THE OTHER DAY, I made a short entry about trees.
The one that came to mind was Luke Shafer’s mighty oak. It was located on the west end of Woodmen Cemetery in my little home town. My mother tells me that in earlier times, the tree stood on the east side of Shafer’s pool. The Baptist church used the pool for baptisms. Lost his and several more of this size due to drought and disease.
Here’s a picture taken of the Shafer’s mighty oak on July 30, 2011. Some time before its demise.
While I didn’t have many close encounters with the Shafer, I did visit a lot with another mighty oak tree west of town. The one I’m talking about stood near the corner of U.S. 82 and U.S. 259 just northwest of the overpass.
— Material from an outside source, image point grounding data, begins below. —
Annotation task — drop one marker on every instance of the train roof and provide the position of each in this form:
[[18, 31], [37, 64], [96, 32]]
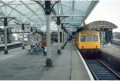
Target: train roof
[[89, 32]]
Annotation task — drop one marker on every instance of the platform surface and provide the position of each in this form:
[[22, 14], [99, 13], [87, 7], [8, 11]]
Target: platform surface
[[17, 65], [111, 49]]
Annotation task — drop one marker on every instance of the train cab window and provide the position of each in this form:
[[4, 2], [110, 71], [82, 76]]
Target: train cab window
[[95, 38], [89, 38], [83, 38]]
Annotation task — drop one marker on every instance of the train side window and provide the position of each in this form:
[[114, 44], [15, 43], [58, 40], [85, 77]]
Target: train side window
[[95, 38], [89, 39], [83, 38]]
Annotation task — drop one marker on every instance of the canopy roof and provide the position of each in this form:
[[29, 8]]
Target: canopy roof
[[73, 12]]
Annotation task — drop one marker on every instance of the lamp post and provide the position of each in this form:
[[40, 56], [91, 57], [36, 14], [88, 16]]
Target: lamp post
[[6, 21]]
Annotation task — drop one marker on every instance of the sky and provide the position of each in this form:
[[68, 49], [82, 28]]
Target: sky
[[106, 10]]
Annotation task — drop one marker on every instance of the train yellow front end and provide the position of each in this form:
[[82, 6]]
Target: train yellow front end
[[88, 40]]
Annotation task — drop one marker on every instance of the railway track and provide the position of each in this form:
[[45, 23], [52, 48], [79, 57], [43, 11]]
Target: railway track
[[101, 71]]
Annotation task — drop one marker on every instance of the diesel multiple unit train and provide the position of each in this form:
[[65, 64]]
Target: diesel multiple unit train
[[87, 40]]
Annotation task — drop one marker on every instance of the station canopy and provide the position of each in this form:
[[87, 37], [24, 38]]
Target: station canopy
[[72, 12]]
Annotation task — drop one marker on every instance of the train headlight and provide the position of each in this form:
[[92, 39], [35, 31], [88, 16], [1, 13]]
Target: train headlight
[[96, 46]]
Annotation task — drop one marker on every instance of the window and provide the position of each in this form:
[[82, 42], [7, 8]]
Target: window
[[83, 38], [89, 38], [95, 38]]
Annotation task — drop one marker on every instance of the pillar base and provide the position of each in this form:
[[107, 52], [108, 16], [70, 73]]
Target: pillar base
[[5, 51], [62, 47], [58, 51], [23, 47], [48, 62]]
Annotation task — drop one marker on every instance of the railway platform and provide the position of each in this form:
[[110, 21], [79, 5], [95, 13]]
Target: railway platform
[[68, 65], [111, 49], [111, 54]]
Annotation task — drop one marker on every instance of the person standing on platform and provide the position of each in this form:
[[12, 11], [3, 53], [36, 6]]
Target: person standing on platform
[[43, 46]]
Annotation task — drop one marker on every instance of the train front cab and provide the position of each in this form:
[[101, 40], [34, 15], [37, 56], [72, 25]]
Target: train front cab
[[89, 44]]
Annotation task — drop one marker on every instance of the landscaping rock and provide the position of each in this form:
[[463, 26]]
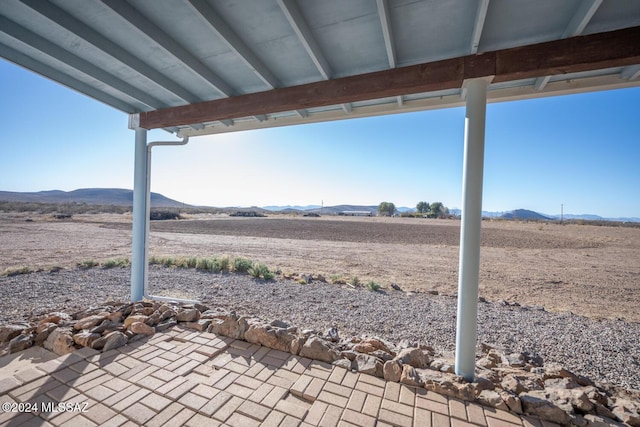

Beneath its canopy was a dirt parking area. I spotted many work trucks under the shade in the middle of the day. Usually, there was someone in the cab leaned back taking a nap.
I, myself, took a nap or two in the cab or my truck under that tree. For no real reason other than the fact I could, since I lived two miles away.
One of the most beautiful trees I ever saw though was in downtown Houma, Louisiana. A group of 12 of us had gone to New Orleans and took the long way back home to where we lived at the time at College Station. Houma was our lunch stop and I remember its mighty branches, swollen with the age of at least 300 years.
Actually, now that I’m looking at a map of Houma, I see that it was actually multiple trees. The canopies tangle together in the air to fool the memory I suppose. I see now that this display is just off Main Street in front of the Terrebonne Parish Courthouse, a block south of the Bayou Terrebonne that flows in the middle of town there.
The Texas A&M Forest Service keeps a record of the biggest trees in the state. Right there on page 6, it shows the Bois d’Arc tree (also known as the Osage-Orange) champion is rooted in Bowie County, as of 2013.
Despite having the biggest, another community to the west has designated itself at the Bois d’Arc capital of Texas. Commerce, Texas even went as far as naming the second largest tree “Big Max.”
The farther west you go from East Texas, the shorter and thinner the timbers seem to appear. Try driving from Lubbock eastward on Highway 82 and you’ll know how close to home you are by the height of the trees.
Back in high school, I had determined that somewhere around Paris, Texas was where the tops of them were at what I would believe to be a comfortable height.